2015 first round pick Kevin Newman had a wonderful 2019 as long as you don’t look at the numbers behind the numbers. That’s caught up with him and while his glove has become elite, his bat is very much so below the line. Zero pressure from behind will keep him where he is for a bit here but make no mistake, he needs to at the very least get his OBA to a point where his speed can help the club, cause his bat isn’t doing it. I can’t call him a bust per se, because his pick at 19 overall afforded the Pirates the space to grab Ke’Bryan Hayes with their Comp A pick number 32.

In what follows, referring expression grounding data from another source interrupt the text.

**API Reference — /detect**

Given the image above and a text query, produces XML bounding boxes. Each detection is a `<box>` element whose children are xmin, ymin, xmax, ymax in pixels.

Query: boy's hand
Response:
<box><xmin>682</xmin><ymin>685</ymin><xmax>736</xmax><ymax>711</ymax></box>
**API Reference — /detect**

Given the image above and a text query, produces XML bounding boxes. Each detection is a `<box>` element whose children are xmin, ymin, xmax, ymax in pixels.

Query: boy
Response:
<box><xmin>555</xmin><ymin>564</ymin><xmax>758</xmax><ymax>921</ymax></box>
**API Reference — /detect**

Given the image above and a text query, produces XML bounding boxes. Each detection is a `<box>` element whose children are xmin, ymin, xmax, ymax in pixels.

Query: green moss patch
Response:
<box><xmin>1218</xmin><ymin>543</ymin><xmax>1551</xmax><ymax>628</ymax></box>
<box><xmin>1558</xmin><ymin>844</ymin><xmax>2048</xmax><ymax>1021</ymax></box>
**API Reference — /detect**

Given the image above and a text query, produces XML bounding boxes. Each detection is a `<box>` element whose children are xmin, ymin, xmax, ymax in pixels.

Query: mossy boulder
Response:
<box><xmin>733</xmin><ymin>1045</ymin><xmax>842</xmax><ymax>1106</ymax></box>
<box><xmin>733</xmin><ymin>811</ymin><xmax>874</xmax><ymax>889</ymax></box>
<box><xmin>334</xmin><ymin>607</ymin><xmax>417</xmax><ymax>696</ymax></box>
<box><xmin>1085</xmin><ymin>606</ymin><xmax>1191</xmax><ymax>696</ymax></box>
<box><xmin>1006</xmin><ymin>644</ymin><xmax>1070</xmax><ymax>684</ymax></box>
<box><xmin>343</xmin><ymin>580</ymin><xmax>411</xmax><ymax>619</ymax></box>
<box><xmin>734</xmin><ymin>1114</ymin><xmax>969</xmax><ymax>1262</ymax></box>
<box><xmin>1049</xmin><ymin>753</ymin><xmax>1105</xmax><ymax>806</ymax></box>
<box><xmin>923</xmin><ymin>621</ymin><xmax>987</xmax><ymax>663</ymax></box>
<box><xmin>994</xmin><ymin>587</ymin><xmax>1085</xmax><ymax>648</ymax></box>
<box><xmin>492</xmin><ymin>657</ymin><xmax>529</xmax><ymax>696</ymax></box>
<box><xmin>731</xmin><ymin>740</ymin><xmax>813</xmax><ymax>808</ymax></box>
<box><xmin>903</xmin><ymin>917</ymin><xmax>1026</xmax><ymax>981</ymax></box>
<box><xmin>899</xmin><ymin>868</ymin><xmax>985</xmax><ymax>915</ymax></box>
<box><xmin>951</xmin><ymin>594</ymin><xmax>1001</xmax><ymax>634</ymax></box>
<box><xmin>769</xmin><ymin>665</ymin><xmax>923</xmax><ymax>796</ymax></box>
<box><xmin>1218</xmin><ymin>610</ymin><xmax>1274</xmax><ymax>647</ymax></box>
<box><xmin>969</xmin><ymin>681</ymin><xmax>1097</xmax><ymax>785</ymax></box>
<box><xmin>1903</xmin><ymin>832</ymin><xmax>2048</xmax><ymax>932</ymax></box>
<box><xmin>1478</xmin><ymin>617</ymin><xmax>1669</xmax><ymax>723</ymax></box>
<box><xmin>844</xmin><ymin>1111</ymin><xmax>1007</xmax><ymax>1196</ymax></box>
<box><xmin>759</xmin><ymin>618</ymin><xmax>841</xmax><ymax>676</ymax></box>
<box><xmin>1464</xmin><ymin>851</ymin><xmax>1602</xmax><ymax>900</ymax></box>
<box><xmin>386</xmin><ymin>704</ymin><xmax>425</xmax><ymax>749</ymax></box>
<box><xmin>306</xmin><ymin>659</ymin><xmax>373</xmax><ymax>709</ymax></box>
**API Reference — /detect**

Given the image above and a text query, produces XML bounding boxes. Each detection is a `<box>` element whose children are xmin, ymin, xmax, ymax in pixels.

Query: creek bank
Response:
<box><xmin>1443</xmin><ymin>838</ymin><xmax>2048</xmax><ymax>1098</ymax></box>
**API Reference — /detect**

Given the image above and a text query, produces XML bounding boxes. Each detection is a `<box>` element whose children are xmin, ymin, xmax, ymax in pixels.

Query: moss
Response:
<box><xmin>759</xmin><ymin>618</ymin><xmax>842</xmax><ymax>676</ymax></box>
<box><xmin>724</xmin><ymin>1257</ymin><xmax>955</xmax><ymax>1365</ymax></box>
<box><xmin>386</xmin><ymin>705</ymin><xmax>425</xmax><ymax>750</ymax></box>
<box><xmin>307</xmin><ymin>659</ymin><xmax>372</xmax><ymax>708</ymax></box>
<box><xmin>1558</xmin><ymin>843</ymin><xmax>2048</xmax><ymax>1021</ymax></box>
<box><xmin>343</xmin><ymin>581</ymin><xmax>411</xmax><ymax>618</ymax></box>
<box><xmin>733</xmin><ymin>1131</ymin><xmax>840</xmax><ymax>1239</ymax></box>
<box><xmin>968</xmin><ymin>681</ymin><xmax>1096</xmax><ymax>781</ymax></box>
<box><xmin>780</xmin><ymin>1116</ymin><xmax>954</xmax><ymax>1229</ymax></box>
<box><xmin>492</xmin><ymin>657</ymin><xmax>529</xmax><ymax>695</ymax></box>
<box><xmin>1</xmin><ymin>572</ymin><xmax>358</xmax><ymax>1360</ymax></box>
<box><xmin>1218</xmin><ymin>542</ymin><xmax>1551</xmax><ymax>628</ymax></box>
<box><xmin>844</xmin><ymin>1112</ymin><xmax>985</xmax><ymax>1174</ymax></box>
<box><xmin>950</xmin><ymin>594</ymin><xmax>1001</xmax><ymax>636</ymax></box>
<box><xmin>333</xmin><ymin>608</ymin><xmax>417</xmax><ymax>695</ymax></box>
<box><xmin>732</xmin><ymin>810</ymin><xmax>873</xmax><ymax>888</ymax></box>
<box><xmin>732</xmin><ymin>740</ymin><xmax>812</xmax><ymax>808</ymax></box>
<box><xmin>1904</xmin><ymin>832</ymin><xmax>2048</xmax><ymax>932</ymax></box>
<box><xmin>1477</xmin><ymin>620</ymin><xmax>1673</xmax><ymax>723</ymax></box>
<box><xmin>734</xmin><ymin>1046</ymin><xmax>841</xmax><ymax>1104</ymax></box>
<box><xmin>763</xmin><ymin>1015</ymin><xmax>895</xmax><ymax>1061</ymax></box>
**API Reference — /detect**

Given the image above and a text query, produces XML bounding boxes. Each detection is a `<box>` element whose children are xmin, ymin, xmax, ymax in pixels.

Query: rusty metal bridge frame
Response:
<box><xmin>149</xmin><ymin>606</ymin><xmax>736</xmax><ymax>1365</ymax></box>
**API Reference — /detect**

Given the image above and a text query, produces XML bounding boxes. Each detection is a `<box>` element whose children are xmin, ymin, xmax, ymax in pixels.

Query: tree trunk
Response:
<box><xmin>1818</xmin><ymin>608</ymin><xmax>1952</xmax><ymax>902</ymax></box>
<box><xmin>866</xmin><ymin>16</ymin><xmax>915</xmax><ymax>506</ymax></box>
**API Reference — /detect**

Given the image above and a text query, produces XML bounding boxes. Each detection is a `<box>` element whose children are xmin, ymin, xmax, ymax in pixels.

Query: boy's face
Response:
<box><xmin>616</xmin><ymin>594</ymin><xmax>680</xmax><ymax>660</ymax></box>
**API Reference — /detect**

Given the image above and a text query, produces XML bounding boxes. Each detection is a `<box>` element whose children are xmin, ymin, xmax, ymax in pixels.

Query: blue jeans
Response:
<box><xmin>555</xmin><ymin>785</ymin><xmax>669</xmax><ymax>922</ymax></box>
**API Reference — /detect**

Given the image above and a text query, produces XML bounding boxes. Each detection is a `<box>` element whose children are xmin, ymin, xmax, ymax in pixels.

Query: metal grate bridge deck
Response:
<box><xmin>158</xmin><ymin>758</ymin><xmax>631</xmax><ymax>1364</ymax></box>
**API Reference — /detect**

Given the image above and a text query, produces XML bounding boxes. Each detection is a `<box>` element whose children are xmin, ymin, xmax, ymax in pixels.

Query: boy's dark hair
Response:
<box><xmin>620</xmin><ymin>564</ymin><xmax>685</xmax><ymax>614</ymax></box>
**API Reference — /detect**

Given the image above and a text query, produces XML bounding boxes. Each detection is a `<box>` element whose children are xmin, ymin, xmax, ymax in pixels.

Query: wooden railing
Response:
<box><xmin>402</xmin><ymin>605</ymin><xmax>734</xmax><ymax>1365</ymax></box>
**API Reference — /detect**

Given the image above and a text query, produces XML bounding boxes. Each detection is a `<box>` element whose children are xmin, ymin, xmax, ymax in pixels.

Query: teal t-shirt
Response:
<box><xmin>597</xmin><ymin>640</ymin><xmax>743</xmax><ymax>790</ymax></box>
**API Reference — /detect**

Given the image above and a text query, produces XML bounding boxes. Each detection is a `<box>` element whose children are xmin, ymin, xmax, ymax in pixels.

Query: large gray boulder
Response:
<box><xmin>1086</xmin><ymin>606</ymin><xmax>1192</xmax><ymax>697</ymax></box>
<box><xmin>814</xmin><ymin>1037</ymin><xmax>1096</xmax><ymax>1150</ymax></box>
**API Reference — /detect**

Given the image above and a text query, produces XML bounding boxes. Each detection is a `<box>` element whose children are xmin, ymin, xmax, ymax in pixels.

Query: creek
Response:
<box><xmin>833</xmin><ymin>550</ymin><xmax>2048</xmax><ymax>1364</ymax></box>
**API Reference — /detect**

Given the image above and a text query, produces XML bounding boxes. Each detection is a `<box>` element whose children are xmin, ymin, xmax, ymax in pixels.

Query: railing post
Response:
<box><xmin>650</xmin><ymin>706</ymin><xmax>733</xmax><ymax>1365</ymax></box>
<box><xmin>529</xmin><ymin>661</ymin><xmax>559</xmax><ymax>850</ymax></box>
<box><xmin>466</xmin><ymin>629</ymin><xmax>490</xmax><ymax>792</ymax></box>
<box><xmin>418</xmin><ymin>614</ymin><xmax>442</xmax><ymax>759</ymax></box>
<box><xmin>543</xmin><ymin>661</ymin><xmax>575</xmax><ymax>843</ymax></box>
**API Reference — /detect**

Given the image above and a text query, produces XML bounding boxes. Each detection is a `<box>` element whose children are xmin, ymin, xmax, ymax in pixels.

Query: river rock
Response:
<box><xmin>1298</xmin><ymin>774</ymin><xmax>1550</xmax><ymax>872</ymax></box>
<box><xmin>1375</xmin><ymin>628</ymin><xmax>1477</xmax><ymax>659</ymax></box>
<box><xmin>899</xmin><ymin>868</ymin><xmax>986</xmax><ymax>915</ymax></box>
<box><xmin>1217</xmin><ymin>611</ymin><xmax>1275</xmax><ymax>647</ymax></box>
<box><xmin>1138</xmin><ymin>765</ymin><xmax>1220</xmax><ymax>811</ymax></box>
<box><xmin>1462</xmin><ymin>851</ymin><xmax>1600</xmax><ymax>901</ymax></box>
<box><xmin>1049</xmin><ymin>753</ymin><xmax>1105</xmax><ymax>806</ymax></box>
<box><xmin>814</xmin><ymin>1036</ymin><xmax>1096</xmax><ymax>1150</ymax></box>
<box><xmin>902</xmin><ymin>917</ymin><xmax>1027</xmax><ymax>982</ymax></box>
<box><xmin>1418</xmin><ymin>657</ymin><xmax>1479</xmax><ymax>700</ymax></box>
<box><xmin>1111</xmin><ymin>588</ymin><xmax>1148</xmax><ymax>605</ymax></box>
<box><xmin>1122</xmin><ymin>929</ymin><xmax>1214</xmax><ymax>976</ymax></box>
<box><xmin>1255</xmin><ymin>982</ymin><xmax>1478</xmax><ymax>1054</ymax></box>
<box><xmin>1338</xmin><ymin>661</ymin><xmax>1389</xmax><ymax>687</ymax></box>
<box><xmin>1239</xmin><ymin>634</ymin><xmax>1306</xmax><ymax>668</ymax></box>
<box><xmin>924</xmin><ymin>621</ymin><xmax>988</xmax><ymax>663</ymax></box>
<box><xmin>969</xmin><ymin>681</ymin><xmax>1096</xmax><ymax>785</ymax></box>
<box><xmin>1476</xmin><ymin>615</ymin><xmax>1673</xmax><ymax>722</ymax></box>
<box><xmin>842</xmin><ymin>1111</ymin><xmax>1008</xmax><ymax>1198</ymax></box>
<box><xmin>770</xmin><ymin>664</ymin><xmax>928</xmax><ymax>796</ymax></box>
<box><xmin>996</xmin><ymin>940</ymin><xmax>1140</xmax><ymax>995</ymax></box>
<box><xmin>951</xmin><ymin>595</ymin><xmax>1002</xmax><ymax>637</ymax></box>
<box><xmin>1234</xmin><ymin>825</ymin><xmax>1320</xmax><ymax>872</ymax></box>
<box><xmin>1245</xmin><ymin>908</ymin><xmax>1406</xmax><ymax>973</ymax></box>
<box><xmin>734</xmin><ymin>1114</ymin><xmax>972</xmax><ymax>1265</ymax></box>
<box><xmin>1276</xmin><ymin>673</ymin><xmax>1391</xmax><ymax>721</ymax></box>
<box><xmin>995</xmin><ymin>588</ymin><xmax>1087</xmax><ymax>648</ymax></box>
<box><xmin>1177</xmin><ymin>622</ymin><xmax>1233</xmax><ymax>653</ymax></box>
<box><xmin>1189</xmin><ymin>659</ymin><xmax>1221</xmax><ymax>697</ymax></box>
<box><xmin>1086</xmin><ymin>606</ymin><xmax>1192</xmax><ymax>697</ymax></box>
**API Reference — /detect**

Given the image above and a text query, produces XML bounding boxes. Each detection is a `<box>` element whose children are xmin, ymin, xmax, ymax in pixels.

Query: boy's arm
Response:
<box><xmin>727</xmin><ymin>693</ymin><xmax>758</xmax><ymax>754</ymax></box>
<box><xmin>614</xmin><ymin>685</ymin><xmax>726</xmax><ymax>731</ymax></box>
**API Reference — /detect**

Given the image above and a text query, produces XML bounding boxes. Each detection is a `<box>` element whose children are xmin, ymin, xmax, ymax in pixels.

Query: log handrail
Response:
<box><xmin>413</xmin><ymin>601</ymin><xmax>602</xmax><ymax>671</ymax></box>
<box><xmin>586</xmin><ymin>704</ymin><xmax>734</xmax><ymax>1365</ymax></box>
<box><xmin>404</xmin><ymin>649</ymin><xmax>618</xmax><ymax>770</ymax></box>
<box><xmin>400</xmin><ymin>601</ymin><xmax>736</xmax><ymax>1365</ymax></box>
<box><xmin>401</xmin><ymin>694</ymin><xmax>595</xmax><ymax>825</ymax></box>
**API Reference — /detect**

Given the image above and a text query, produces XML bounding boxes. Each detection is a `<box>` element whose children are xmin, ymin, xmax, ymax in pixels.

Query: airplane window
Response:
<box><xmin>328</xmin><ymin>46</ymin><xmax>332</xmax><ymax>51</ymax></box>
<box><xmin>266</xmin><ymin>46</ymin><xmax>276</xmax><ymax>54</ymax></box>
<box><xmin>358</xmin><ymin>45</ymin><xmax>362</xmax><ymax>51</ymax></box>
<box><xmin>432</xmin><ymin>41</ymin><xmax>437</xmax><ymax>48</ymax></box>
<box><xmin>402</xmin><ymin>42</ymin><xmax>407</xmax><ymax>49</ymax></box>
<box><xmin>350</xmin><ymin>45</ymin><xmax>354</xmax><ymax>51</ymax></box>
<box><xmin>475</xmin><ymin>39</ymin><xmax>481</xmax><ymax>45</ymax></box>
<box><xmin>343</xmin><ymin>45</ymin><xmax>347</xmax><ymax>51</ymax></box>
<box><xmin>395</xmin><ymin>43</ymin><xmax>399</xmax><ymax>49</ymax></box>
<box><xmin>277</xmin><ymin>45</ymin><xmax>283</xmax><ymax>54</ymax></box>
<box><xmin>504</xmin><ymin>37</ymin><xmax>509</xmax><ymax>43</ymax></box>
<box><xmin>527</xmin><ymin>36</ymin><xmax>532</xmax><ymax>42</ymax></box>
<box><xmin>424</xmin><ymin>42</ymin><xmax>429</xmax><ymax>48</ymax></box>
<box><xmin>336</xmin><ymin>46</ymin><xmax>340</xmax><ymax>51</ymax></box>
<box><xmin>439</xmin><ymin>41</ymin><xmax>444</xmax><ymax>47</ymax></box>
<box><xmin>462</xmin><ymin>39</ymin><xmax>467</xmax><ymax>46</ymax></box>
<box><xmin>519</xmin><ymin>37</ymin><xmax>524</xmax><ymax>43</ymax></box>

Mark Appel never signed after being picked 8th in 2012, and it wasn’t a shock, he had been very vocal he wouldn’t. Turned out he was never destined to make the league anyway. Austin Meadows and Reese McGuire were traded off in two of the dumbest moves the club has ever made. Meadows as part of the Archer Deal, and McGuire as part of a payroll dump to get Francisco Liriano off the books.
So going through all this, you start to realize development alone wasn’t the issue, it was drafting and development.
As we sit here, we’ve of course not seen any of Ben Cherington’s draft picks make the league, let alone make an impact. I can do no more than tell you after they sign these picks this year he will have 7 or 8 of the Pirates top 30 in his portfolio.
We’ll watch this unfold over the years and nobody bats a thousand in the draft, but it is the key to making ALL of this work. If the identifying of talent and development of said players is improved, everything will come together.
You can expect more exits as the season evolves. We’ve seen Kevin Kramer moved and promotions will require more decisions to be made. Next season AAA needs to have more real options that could factor into the MLB club’s plans. For that to happen, the dead wood needs to be cleared away.
As cheap as Bob Nutting has been over the years, there have been very few developed players since Cutch/Marte/Polanco who warranted money. That needs to change, not just so the team can improve but because providing cover for someone who would rather not spend in the first place by having nobody worthy does nothing but perpetuate the problem.
This draft has been a positive experience for many Pirate fans, myself included, on paper Ben Cherington killed it. Now the real work begins.